Amazon WorkSpaces Linux Bug Lets Attackers Steal Credentials

A newly disclosed security flaw in Amazon WorkSpaces client for Linux could allow attackers to extract valid authentication tokens and gain unauthorized access to corporate environments.

The vulnerability poses a serious risk to organizations relying on Amazon’s desktop-as-a-service platform for remote operations.

In its advisory, Amazon AWS stated “Under certain circumstances, an unintended user may be able to extract a valid authentication token from the client machine and access another user’s WorkSpace.”

Vulnerability Scope and Impact

The vulnerability (CVE-2025-12779) affects Amazon WorkSpaces client versions 2023.0 through 2024.8, exposing enterprises that depend on Linux-based or hybrid remote desktop infrastructure. 

Improper isolation between local user sessions means that any user with command-line or system-level access on a shared machine could retrieve another user’s authentication credentials.

This vulnerability creates a potential risk of lateral movement using compromised credentials.

Inside the Token Flaw

The root cause lies in improper token handling. When the Linux client generates and stores DCV-based authentication tokens, it fails to enforce adequate isolation between users on the same host system. 
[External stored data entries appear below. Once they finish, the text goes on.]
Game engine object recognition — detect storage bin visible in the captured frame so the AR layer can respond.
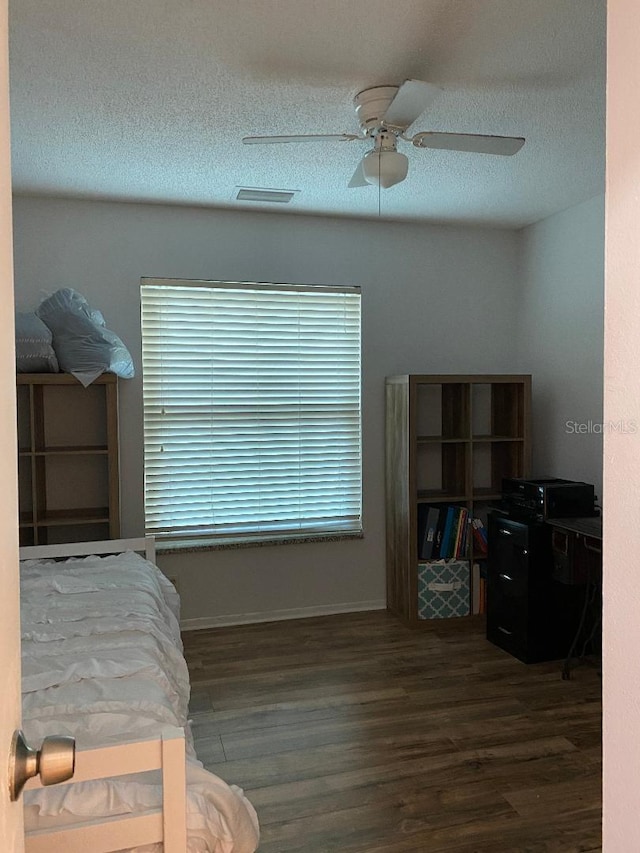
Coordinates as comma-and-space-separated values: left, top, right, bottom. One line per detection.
417, 559, 470, 619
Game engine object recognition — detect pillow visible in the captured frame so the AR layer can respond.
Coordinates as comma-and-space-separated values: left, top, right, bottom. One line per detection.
15, 312, 59, 373
36, 288, 134, 387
This creates a window where unintended users could extract valid tokens, bypassing session-level authentication safeguards.

While Amazon WorkSpaces includes multiple cloud-side security layers, this client-side oversight represents a credential management failure. 

In shared or multi-user systems — common in development and testing environments — an attacker could potentially impersonate another user, accessing sensitive data or business applications tied to that account.

The vulnerability has a CVSS score of 8.8 and was resolved in the Amazon WorkSpaces client for Linux version 2025.0 and later. 

There is currently no evidence of active exploitation in the wild, but the ease of local access may make proof-of-concept (PoC) exploits likely in the near future.

Defend Your WorkSpaces Environment

To limit exposure to CVE-2025-12779 and protect Amazon WorkSpaces environments, organizations should take the following actions:

• Upgrade immediately to Amazon WorkSpaces for Linux version 2025.0 or higher, and ensure all deployments are patched using centralized or automated management tools.
• Conduct a full client inventory to identify all affected Linux WorkSpaces installations and remove or isolate unsupported versions.
• Harden endpoint security by restricting root/sudo access, enforcing proper file permissions, and clearing cached tokens or session data after logout.
• Implement strong access controls by applying least-privilege principles, enforcing MFA, and using short-lived authentication tokens for all WorkSpaces sessions.
• Enhance monitoring and incident response through log audits, SIEM alerts for unusual authentication activity, and regular vulnerability scanning.
• Strengthen network and IAM protections by segmenting WorkSpaces traffic, limiting API access, and enforcing IAM policies that minimize privilege exposure.

By prioritizing these controls, organizations can reduce the risk of token compromise and unauthorized access. 

When Endpoints Undermine the Cloud

This vulnerability highlights a theme in enterprise security: even robust cloud infrastructure can be undermined by weak points on the client side. 

The flaw underscores the importance of defense-in-depth, where both cloud and endpoint layers enforce strong authentication, encryption, and session isolation. 

It also reinforces the need for automated update pipelines that can push patches rapidly across distributed systems without manual intervention.

As organizations address these client-side risks, adopting broader cloud security best practices becomes essential to building true cyber resilience.